Pytorch for larger convolutions (slow)

I’ve run into an issue where larger convolutions are slow in pytorch (e.g. a 128x128 convolution with a 512x512 image). Is there something I can do to speed it up, or maybe I’m doing something incorrectly?

import torch
import numpy as np
from skimage.color import rgb2gray
from skimage.data import astronaut
import matplotlib.pyplot as plt
from scipy.signal import fftconvolve
import time

img_now = rgb2gray(astronaut())
psf_extent = 128
x = np.linspace(-1, 1, psf_extent)
y = np.linspace(-1, 1, psf_extent).reshape((-1, 1))
# build asymmetric psf so no specific tricks (e.g. separable, DCT, etc.) can be used
sigma_sqd = (x+2)**5 + (y+2)**5
psf_now = np.exp(-((x+.1)**2 + (y+.1)**2)/(1e-3*sigma_sqd))
tp = torch.Tensor.view(torch.from_numpy(img_now), 1, 1, img_now.shape[0], img_now.shape[1])
tp.requires_grad_(False)
pp = torch.Tensor.view(torch.from_numpy(psf_now), 1, 1, psf_now.shape[0], psf_now.shape[1])
pp.requires_grad_(False)

start = time.time()
blur_img = torch.nn.functional.conv2d(tp, pp, padding=psf_now.shape[0] // 2 - 1)
print('pytorch conv2d elapsed: %fs' % (time.time() - start))
start = time.time()
blur_scipy = fftconvolve(img_now, psf_now, mode='same')
print('scipy fftconvolve elapsed: %fs' % (time.time() - start))

I get ~25s for pytorch implementation vs ~.04s for scipy, which I could see if pytorch were summing an actual sliding window but it’s my understanding that pytorch (or at least the latest v1.0) infers which type of convolution to do. Even for smaller convolutions, changing psf_exent above, the scipy version seems to still do better. Going to GPU helps, goes to ~2s on my machine, but this doesn’t seem to be the type of operation I should force into GPU.

Thanks for the report!
Could you have a look at your memory usage during the PyTorch conv operation?
Currently it tries to allocate 31GB on my machine (using the CPU).

Thanks for taking a look, ptrblck. I can also confirm that on my machine that the PyTorch conv operation wants to use 31GB of memory (using the CPU).

Thanks for the info.
It certainly looks like unwanted behavior to me, so maybe @albanD could give some input on this.

Hi,

I’m afraid that on cpu, we have a single convolution implementation. Which is one based on matrix matrix multiplication. This is very good for small kernel but will create huge matrices if the kernel ia big. I don’t remember any plan to add more implementations.
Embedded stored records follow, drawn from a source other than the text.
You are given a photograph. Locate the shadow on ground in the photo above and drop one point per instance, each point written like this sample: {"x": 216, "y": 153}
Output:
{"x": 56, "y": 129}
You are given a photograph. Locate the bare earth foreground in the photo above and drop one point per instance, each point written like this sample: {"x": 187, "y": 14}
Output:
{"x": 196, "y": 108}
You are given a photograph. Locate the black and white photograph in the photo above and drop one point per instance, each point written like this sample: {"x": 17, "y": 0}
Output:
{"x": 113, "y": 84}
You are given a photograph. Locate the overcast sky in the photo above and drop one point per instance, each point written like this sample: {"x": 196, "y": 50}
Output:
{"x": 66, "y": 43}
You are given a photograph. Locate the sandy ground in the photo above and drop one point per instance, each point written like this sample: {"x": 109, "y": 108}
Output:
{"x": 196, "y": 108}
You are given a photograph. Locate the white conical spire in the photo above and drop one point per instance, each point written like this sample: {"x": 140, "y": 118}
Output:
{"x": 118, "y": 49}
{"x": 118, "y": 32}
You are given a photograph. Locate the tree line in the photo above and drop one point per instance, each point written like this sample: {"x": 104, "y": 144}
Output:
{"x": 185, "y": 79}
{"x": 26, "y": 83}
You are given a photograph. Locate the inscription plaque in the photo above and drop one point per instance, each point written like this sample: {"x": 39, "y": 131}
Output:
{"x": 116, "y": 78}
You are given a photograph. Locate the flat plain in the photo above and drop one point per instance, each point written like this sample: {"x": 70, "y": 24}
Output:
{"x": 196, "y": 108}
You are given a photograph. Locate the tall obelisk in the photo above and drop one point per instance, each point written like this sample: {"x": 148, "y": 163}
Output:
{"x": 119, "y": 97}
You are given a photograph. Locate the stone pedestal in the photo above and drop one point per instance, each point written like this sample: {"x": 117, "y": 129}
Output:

If you’re using the gpu, by using torch.backends.cudnn.benchmark=True you should be able to get an algorithm that will be efficient for your use case.

1 Like

Thanks for the info, just now getting back to this after the holidays. The cudnn benchmark certainly helped successive calls, but even in GPU world larger convolutions are slower than scipy’s CPU implementation. My understanding is that CUDA kernels are supposed to switch to fft at an appropriate time, as talked about in this other forum post on fft convolutions. @kevinj22 did you ever figure out your timing discrepancies?

Also, just to confirm: if I want to do my own convolutions on larger kernels, I’ll need to create my own functions in the Pytorch framework so that the Pytorch autograd can keep track of the operations (i.e. there’s no way to preserve autograd tracking going to numpy to use scipy’s fft implementation)?

Hi,

You will have to create a new Function indeed. But your forward and backward methods can simply call into scipy’s fft implementation. Also keep in mind that moving datas from the cpu to the gpu is not free and can impact performances if you do it a lot.